O eclipse solar que lança sombras sobre um belo pomar é um símbolo que o veterano diretor francês André Téchiné utiliza como isca na abertura de “Adeus à Noite”. Esta escuridão em pleno dia, fenômeno natural que outrora era visto como sinal de mau agouro, aqui ressurge como prefiguração da crise e da desordem que coloca frente a frente o fanatismo e a razão, o impulso vingativo e o ideal de justiça.
Téchiné explora, com sua elegância costumeira, os temas correlatos da transgressão e da coerção, frequentes em sua obra, ajustando-os a impasses contemporâneos. Agora não é mais a sexualidade ou a marginalidade que o diretor enfoca, mas a islamização. O astucioso argumento de Téchiné e do roteirista iraquiano Amer Alwan baseia-se na desconfiança ou no medo declarado ao outro, visto como estranho, por causa dos costumes e da fé, ou como estrangeiro, por causa da língua e da cor da pele.
Alex é um jovem francês, loiro e de olhos claros, que se radicaliza e pretende lutar como soldado do Estado Islâmico, transformando-se em mártir. No papel de avó do rapaz, Catherine Deneuve, com cabelos castanhos, interpreta Muriel, personagem cujas origens argelinas remetem ao passado colonialista da França e representa a forçosa convivência do país com seu passado.
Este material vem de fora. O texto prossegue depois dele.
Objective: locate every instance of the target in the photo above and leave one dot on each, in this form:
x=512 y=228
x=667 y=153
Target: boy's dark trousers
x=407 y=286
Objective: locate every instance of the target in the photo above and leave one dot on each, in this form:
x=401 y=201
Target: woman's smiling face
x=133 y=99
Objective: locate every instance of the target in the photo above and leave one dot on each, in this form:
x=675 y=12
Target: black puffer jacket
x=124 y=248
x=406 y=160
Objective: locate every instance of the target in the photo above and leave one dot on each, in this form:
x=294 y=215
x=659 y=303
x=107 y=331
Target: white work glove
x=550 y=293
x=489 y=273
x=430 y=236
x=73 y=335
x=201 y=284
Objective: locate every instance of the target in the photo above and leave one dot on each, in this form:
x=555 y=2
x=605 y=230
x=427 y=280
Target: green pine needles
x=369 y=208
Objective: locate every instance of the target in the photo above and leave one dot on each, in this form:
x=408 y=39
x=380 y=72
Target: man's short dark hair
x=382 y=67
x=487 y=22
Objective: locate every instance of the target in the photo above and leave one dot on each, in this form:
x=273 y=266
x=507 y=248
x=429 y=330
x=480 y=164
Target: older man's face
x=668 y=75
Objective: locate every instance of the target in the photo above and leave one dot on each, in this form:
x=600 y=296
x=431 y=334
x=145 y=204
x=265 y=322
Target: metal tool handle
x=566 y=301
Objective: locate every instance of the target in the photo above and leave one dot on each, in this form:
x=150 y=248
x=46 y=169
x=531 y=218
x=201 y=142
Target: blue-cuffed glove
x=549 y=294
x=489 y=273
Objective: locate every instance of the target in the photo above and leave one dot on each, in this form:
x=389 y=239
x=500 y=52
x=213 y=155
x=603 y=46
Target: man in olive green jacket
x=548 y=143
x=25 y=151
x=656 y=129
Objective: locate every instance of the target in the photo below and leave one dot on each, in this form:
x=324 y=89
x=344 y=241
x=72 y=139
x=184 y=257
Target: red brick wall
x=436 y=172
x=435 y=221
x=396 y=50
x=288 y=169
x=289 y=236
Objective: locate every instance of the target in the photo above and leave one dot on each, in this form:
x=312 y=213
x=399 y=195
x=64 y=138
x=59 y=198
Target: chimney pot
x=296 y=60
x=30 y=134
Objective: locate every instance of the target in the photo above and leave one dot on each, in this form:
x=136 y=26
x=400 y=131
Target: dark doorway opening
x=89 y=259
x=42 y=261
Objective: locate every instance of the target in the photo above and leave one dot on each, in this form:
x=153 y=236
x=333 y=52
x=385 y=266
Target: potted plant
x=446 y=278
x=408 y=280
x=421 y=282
Para tentar impedir a fuga do neto, Muriel pede ajuda a Fouad, jovem árabe recém-libertado após cumprir pena por terrorismo. Estas trocas incessantes de posições impedem a fixação dos estereótipos, que insistem em representar o branco como vítima e o terrorista como alguém de cor escura.
Téchiné é, porém, um cineasta de nuances, não acreditaria que basta inverter papéis para superar a infertilidade do maniqueísmo. Alex e Lila, sua noiva de origem árabe, renegam uma sociedade que julgam estar corrompida. O passado de Muriel sinaliza, ao contrário, a necessidade da assimilação e o trabalho dela como administradora de uma fazenda envolve técnicas de replantio para obter a melhor colheita.
Desse modo, o filme se desloca do beco sem saída da oposição bem versus mal para pôr em cena a reemergência do discurso da purificação que faz subir a maré de fundamentalismo, de nacionalismo e de medo das diferenças que ameaça nos afogar.